After rushing to get something (anything) to market, Google was left cobbling together last year’s AI plans into something close to a coherent strategy. However, this year’s confusing Bard/Gemini rebranding has left consumers, business users and investors scratching their heads, wondering which Gemini version does what and what subscriptions or services are required. Even the AI business strategy appears hasty.
Broken products and incoherent strategies can tip the scales too far.
It’s frustrating, and anyone familiar with Google’s product history should have seen this coming. The brand is notorious for sporadic product launches and short attention spans for those who don’t make the cut. While this is bad enough under normal circumstances, AI development is fraught with additional difficulties that make a cautious approach to innovation even more preferable.
Between the risks of bias and abuse, privacy concerns, regulatory compliance, and well-documented ethical pitfalls, “move fast and break things” is not a recipe for AI success. It may even be destined to fail.
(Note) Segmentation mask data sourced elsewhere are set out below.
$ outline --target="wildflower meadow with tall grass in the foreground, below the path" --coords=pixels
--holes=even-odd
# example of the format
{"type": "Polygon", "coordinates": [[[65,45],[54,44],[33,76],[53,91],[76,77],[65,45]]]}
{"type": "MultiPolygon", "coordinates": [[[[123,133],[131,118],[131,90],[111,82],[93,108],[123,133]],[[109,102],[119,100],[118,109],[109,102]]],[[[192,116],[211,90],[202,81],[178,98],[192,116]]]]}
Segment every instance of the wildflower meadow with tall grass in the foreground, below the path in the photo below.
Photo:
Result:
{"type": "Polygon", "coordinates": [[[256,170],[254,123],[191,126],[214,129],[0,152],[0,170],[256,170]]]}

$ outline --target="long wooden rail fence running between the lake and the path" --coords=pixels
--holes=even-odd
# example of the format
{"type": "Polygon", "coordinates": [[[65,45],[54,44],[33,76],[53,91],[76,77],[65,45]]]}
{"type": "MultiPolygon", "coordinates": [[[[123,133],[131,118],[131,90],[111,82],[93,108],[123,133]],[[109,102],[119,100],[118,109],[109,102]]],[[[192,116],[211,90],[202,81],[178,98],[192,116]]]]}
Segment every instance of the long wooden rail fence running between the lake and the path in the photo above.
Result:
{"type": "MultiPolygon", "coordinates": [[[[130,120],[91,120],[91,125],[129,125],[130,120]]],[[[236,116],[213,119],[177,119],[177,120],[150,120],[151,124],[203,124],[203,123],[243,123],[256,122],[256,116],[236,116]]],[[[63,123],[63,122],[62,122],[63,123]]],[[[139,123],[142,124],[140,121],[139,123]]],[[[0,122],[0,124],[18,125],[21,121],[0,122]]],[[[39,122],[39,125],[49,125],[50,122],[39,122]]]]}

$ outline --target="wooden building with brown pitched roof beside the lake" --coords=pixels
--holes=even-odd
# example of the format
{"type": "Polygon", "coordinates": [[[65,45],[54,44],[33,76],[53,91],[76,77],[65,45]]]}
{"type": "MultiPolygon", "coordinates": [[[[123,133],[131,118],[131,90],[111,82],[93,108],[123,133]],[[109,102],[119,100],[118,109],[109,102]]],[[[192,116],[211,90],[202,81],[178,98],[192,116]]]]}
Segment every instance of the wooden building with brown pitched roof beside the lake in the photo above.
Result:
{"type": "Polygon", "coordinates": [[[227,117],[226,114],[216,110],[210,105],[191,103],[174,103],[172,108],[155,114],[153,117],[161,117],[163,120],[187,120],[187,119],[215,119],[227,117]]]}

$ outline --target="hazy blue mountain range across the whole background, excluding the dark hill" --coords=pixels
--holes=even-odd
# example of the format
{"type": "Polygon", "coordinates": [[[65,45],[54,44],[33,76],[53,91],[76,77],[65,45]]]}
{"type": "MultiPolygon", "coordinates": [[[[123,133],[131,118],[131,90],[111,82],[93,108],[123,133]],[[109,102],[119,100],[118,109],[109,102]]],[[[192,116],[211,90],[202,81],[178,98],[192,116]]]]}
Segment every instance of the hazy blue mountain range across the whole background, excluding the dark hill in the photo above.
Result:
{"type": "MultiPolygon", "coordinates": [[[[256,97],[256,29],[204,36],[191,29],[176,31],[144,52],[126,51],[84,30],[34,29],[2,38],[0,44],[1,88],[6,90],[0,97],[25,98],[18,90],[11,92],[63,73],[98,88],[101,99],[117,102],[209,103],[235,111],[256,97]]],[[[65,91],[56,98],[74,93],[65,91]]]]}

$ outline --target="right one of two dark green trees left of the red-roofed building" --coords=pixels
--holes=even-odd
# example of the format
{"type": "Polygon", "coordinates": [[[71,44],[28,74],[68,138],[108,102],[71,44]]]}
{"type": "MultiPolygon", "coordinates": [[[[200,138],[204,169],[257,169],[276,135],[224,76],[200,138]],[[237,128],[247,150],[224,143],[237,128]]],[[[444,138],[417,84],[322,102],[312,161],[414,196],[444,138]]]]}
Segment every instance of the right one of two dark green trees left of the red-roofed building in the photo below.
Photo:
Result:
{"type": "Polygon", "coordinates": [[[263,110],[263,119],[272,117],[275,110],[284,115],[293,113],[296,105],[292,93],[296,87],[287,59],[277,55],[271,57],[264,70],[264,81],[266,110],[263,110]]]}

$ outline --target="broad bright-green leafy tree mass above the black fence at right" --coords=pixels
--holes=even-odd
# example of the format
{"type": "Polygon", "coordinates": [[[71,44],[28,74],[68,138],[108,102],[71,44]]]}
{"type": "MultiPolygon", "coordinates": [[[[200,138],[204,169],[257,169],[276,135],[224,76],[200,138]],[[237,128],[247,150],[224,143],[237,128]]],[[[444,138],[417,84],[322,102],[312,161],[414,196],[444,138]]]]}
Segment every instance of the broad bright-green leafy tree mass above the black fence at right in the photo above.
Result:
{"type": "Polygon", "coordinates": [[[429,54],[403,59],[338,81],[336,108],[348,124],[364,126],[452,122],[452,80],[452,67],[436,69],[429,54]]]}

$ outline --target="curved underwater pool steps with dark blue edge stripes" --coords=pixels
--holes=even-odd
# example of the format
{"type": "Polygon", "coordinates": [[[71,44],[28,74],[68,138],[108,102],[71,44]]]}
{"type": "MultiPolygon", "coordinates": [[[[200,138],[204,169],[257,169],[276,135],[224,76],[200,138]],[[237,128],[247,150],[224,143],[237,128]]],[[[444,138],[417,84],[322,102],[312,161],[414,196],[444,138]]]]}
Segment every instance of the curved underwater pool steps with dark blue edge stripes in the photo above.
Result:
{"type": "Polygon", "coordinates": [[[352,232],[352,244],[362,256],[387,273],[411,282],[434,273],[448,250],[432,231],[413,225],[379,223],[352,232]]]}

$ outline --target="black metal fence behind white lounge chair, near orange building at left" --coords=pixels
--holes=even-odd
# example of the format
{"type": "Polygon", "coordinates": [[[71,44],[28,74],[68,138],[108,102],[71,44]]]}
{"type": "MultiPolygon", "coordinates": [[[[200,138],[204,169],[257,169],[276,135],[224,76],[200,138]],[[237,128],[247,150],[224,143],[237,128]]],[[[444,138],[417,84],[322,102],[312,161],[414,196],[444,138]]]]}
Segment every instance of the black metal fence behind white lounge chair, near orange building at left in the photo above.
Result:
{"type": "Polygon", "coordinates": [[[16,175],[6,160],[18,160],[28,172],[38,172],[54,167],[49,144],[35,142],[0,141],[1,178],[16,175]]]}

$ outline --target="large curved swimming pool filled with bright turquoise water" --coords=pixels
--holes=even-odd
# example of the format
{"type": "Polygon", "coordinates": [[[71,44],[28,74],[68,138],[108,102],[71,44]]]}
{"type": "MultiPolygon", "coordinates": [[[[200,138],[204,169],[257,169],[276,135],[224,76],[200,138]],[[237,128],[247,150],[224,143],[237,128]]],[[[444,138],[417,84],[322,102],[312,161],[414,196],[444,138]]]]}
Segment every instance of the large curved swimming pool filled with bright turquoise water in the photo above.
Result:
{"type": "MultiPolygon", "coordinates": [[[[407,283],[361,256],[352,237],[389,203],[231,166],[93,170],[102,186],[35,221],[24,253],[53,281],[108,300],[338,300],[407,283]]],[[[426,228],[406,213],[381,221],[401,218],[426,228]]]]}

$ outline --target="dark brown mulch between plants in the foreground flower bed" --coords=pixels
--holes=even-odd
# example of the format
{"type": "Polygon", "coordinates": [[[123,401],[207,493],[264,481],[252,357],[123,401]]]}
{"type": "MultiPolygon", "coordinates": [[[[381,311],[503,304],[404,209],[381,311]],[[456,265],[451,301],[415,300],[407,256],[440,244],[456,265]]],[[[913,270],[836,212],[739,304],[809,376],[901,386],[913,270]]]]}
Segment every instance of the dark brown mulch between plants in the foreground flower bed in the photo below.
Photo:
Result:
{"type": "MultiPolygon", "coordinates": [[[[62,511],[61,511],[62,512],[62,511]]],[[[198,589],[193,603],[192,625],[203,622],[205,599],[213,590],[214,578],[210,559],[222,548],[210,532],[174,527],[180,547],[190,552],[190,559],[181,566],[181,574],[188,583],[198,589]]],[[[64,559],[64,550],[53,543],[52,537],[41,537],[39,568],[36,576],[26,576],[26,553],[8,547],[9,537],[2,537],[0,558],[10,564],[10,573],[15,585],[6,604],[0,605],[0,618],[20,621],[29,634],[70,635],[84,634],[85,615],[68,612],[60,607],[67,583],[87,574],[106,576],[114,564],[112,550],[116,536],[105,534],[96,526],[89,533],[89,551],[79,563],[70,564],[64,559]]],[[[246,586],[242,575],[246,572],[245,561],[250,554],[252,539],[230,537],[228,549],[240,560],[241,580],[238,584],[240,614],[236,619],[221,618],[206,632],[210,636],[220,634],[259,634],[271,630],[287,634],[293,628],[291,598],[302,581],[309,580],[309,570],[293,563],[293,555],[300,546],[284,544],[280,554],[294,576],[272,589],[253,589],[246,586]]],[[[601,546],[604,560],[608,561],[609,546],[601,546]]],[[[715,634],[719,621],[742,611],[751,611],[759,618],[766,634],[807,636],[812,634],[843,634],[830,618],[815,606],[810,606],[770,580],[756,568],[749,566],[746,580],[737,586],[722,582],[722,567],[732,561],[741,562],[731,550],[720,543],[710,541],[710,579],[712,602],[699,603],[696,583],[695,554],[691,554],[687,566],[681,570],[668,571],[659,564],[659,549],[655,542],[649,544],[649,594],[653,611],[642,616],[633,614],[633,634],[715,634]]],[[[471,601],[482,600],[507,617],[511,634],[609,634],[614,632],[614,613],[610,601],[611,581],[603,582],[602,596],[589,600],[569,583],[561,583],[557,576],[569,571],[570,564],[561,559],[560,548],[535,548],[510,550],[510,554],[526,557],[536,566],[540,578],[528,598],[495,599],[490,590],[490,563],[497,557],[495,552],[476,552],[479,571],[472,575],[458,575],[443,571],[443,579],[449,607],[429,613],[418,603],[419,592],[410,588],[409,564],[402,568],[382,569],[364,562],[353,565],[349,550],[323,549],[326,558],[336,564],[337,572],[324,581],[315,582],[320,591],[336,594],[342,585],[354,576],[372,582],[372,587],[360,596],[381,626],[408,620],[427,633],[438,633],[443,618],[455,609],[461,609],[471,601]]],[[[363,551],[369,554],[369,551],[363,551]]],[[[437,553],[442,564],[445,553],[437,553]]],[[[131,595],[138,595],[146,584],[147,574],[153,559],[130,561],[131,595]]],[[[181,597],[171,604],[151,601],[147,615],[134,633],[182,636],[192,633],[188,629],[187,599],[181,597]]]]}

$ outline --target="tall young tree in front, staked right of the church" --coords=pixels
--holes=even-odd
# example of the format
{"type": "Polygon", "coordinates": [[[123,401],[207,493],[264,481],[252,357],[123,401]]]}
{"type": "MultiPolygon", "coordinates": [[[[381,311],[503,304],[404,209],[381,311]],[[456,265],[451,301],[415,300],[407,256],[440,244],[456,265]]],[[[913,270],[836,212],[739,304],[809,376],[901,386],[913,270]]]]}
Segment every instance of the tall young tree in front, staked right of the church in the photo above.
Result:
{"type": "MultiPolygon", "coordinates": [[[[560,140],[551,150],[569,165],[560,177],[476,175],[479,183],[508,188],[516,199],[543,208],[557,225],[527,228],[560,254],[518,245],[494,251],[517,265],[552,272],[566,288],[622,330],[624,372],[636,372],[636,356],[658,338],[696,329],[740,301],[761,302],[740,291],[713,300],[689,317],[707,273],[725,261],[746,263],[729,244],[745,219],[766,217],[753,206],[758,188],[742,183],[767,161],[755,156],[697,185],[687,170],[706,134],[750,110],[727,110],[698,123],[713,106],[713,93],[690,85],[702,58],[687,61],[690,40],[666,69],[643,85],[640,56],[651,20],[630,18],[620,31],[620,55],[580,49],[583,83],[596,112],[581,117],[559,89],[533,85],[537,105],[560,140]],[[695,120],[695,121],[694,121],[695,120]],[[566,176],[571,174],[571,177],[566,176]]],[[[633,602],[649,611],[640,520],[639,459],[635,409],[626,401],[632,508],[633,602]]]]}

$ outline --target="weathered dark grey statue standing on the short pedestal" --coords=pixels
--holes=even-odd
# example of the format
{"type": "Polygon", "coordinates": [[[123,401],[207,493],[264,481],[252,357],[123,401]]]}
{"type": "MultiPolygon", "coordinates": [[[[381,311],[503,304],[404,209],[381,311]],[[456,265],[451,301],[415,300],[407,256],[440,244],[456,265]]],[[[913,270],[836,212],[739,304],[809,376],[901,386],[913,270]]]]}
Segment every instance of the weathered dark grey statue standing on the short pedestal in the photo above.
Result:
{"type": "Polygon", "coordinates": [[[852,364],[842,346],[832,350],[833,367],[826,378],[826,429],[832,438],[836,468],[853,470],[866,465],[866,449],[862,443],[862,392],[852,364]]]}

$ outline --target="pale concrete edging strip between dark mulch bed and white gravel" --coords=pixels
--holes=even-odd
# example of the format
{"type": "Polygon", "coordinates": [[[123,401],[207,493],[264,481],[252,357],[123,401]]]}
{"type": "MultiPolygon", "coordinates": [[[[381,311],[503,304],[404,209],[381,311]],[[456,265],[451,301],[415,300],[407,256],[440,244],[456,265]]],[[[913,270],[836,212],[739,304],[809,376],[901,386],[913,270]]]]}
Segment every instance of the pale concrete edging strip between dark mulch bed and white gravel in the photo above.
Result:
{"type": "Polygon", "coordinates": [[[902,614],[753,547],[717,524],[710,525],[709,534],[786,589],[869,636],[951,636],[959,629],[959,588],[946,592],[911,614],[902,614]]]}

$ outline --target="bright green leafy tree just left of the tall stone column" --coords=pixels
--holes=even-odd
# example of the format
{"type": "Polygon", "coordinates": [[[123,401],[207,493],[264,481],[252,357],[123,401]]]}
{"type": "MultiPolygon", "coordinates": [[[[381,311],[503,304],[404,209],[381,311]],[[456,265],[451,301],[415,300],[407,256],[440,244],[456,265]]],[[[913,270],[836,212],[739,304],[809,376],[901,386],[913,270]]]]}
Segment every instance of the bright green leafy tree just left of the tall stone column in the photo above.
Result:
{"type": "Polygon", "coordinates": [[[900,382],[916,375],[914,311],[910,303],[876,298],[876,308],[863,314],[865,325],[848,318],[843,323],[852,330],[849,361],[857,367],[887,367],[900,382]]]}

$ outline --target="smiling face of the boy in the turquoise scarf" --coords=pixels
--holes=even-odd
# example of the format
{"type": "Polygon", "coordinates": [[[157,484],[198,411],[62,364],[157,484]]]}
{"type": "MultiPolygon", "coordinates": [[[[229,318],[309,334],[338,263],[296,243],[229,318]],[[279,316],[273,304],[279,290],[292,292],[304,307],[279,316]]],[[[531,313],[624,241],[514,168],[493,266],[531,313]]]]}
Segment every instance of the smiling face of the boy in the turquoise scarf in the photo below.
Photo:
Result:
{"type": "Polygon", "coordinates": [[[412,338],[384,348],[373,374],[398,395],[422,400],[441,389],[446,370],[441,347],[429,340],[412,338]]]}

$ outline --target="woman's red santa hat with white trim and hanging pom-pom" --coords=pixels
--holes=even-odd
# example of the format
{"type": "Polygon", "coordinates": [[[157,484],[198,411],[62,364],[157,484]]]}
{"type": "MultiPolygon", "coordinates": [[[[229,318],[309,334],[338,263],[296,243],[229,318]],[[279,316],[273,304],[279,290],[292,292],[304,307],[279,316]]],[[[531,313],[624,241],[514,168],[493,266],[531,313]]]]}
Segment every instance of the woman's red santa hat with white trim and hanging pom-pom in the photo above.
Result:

In contrast, OpenAI has been more cautious in its rollout and messaging. Despite missteps and setbacks, consistency has contributed significantly to its position as market leader.
The AI arms race still has a long way to go, and recent setbacks can be overcome. Maybe Google’s deep ecosystem has enough potential to make AI integration a winner. In this case, in the distant future, this may all be seen as teething problems. However, Google is no longer a leader in artificial intelligence, and failure to learn from its recent mistakes could do more than damage its reputation.